AttributeError – If the layer does not contain a dataset.
- read_metadata_mappings(schema, map_file)#
Load and validate metadata mappings from a YAML file.
- Parameters:
schema (Schema) – The schema structure used for validation
map_file (str) – Path to the YAML file containing metadata mappings.
self (MetadataMapper)
- Returns:
Metadata mappings loaded from YAML file.
- Return type:
dict
- Raises:
schema.SchemaError – If any of the metadata entries fail schema validation.
- update_metadata(dataset, ds_name)#
Apply variable and shared metadata to an xarray Dataset.
- Parameters:
dataset (xarray.Dataset) – Dataset to which the metadata should be applied.

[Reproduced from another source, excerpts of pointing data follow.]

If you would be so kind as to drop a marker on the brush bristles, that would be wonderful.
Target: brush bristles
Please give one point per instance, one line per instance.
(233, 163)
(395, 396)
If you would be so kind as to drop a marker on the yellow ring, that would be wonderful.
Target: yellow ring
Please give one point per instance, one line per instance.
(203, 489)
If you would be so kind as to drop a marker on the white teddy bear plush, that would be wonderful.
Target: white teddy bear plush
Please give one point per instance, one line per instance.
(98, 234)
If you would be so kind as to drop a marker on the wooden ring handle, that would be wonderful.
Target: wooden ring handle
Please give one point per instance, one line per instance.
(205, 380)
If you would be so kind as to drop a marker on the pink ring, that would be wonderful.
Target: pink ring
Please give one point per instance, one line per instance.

ds_name (str) – Name of dataset.
self (MetadataMapper)
- Returns:
The input dataset with updated metadata.
- Return type:
xarray.Dataset
- Warns:
UserWarning – If any dataset variables are missing in the metadata mapping.
Notes
This function adds both per-variable and global metadata attributes. Missing variable mappings are reported as warnings, not errors.